This question may rather be simple to others but I'm struggling to understand it.
So for example, in the book it says, if I want to count the number of compositions for number "$7$" (e.g $6+1,3+1+2+1$, etc..),
i) For one summand, there is only 1 composition, which is $7$ (I understand this part)
ii) For two(positive) summands, we want to count the number of integer solutions for $a_1+a_2=7$, where $a_1,a_2 > 0$ ( I understand this part because I want to count two numbers that add up to $7$ so it's $a_1+a_2=7$.)
This is equal to the number of integer solutions for $x_1+x_2=5$, where $x1,x2 \ge 0$. (I don't understand this part. How can $a_1+a_2=7$, where $a1,a2 >0$, equal to $x_1+x_2=5$, where $x1,x2 \ge 0$?? Maybe I assume the 2nd statement excludes $7$ and $0$, so it equals to $5$??)
iii) Also for three summands, we want to count the number of positive integer solutions for $y_1+y_2+y_3=7$ (I understand this part. I want to count three numbers that add up to $7$)
This is equal to the number of nonnegative integer solutions for $x_1+x_2+x_3=4$ (I don't understand how 1st and 2nd statement can be equal and why the 2nd statement add up to $4$ instead of $7$)
An easy explanation would be very much appreciated. Thank you.
Best Answer
I have $7$ identical candies. I want to distribute these among $3$ (distinct) kids so that each kid gets at least one candy.
Let $x_1$ be the number of candies Kid1 will get, let $x_2$ be the number of candies Kid2 will get, and let $x_3$ be the number of candies Kid3 will get. The number of ways to do the job is the number of solutions of $x_1+x_2+x_3=7$ in positive integers (remember, each kid gets at least $1$ candy).
Now let us think about the problem another way. Since each kid will get at least $1$ candy, give $1$ to each. There are $4$ candies left. Let $y_1$ be the number of extra candies Kid1 will get, and define $y_2$ and $y_3$ similarly. Then the $y_i$ are all $\ge 0$, but one or more may be $0$. The number of ways to distribute the $4$ extra candies is the number of solutions of $y_1+y_2+y_3=4$ in non-negative integers.
Thus the number of solutions of $x_1+x_2+x_3$ in positive integers is the same as the number of solutions of $y_1+y_2+y_3=4$ in non-negative integers.

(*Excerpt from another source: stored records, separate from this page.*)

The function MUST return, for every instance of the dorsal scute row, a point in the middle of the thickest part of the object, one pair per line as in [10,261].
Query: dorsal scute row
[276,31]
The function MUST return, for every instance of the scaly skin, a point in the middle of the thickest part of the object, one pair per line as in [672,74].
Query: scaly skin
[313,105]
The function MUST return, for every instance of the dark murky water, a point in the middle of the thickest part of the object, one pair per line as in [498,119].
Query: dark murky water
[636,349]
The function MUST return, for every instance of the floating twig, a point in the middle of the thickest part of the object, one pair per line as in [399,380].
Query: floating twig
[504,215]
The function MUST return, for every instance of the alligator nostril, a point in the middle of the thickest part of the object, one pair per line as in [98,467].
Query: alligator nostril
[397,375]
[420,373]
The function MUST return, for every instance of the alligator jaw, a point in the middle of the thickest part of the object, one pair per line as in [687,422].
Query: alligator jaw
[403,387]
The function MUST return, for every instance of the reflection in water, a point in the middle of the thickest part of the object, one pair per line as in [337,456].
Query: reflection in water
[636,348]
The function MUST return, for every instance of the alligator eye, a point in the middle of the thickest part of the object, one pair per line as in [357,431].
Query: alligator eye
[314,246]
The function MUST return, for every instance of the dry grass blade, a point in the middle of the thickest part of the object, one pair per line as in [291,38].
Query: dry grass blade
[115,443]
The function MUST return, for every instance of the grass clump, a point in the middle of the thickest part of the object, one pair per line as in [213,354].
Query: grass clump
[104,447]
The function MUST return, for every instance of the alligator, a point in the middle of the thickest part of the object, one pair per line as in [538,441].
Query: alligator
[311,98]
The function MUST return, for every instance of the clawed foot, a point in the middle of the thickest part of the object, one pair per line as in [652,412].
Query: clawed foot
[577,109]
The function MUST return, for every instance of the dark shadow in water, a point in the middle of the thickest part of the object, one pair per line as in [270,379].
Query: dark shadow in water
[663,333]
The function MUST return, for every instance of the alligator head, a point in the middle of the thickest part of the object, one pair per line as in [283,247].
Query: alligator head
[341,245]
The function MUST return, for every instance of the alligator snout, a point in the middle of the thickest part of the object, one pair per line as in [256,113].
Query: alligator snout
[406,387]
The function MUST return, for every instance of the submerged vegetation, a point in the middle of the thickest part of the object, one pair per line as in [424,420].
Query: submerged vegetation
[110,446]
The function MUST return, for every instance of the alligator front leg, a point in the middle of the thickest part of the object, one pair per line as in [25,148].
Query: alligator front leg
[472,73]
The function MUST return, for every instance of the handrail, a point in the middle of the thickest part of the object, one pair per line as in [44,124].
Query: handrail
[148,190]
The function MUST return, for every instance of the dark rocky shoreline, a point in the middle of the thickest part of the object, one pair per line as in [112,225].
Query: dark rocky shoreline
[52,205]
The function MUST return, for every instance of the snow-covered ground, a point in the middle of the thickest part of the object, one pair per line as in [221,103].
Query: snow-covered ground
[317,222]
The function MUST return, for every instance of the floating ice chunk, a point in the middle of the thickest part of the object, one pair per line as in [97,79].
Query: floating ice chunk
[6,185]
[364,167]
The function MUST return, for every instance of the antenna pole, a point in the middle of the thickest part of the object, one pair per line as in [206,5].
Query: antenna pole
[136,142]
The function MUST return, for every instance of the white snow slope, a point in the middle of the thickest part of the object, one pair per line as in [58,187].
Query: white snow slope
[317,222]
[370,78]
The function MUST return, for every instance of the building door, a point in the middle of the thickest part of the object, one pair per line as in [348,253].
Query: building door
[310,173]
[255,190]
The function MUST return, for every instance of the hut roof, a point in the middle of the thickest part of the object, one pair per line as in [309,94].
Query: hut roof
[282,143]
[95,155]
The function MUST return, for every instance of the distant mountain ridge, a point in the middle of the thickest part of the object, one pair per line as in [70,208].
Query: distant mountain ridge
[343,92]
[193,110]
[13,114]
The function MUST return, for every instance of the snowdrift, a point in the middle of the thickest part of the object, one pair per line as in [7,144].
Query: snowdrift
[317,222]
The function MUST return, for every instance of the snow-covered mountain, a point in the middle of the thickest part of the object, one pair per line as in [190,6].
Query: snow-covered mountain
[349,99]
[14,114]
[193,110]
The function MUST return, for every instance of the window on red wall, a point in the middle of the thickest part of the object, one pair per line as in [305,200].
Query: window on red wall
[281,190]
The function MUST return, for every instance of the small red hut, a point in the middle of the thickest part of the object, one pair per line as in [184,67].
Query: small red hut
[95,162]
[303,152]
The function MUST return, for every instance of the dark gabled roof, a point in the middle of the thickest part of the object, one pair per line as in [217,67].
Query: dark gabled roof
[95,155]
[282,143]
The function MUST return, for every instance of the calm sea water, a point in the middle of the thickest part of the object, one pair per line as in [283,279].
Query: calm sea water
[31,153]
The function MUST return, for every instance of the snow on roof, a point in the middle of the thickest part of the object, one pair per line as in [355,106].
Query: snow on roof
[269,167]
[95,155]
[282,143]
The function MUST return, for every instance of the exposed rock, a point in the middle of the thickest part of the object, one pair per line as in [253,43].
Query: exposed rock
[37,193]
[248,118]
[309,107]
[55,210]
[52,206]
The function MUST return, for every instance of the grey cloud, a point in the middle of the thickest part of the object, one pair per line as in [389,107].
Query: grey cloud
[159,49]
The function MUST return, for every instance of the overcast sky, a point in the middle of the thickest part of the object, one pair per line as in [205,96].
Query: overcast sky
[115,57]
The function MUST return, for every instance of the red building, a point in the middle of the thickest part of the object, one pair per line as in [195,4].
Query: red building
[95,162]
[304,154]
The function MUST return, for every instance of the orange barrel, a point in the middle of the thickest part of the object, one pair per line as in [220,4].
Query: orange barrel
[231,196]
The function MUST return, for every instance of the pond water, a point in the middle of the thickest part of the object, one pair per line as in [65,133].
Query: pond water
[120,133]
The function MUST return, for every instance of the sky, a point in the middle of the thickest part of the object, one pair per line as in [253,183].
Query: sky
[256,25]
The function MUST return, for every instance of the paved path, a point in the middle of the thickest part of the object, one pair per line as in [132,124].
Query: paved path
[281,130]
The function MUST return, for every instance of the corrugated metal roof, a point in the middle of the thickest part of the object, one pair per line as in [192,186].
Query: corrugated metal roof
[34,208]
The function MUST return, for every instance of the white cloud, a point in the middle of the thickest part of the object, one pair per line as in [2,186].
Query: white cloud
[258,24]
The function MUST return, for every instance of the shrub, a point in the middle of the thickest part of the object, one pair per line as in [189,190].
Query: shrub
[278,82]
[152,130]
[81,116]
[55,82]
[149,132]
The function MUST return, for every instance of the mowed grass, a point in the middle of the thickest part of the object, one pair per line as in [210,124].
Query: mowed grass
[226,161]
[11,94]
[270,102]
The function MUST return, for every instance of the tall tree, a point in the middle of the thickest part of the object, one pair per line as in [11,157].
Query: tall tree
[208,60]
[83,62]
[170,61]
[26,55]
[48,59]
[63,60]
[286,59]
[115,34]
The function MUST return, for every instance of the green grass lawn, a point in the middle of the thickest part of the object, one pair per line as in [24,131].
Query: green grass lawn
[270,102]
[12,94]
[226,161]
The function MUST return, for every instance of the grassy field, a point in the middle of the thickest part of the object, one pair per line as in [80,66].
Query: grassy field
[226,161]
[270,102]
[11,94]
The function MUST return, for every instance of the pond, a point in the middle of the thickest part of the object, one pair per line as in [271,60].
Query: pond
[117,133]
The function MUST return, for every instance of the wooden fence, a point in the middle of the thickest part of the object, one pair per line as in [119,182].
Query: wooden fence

Since formulas don't cause tooth decay, you may like formulas better than candies. Suppose that $x_1+x_2+x_3=7$, where the $x_i$ are positive integers. Let $y_i=x_i-1$. Then $y_1+y_2+y_3=(x_1-1)+(x_2-1)+(x_3-1)=7-3=4$. Moreover, all solutions of $y_1+y_2+y_3=4$ in non-negative integers are obtained from a unique solution of $x_1+x_2+x_3=7$ in positive integers by setting $y_i=x_i-1$.